I always thank God for you because of his grace given you in Christ Jesus. 1 Corinthians 1:4

Whenever I read this passage I think of those Christians who have led me to a relationship with Jesus Christ. This list includes a variety of people, but among the most influential of these was a small group of Christian women who began a Bible study group in which I participated for many years. These women knew Jesus in such a personal way and were able to relate to him in any and all circumstances. They ministered to me through a very painful marriage and gave me the courage to go on.

As I re-read these scriptures I recognized the reason they were able to minister to me so well. It was because the grace of Jesus was so visible in their daily lives. They put their full trust in Him. They spent time with Him daily in prayer and Bible study. And they lifted one another up in prayer on a daily basis. God blessed us all with a fullness of His Spirit that we never could have manufactured on our own.

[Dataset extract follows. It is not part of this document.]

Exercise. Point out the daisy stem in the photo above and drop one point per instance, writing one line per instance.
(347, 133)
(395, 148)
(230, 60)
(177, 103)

Re-read the entire passage and you will find that it isn’t about how wonderful the Corinthians were. It is about how wonderfully faithful God was to enrich them in every way. In my Bible study group, it wasn’t how wonderful the women were (although they truly were wonderful to me). But the full picture is about how wonderfully God worked in and through their lives and enriched and blessed us all.

Father God, help us to seek You with all our hearts. And keep us from getting big heads over our own spirituality. May we always remember that is is not about us, but all about You.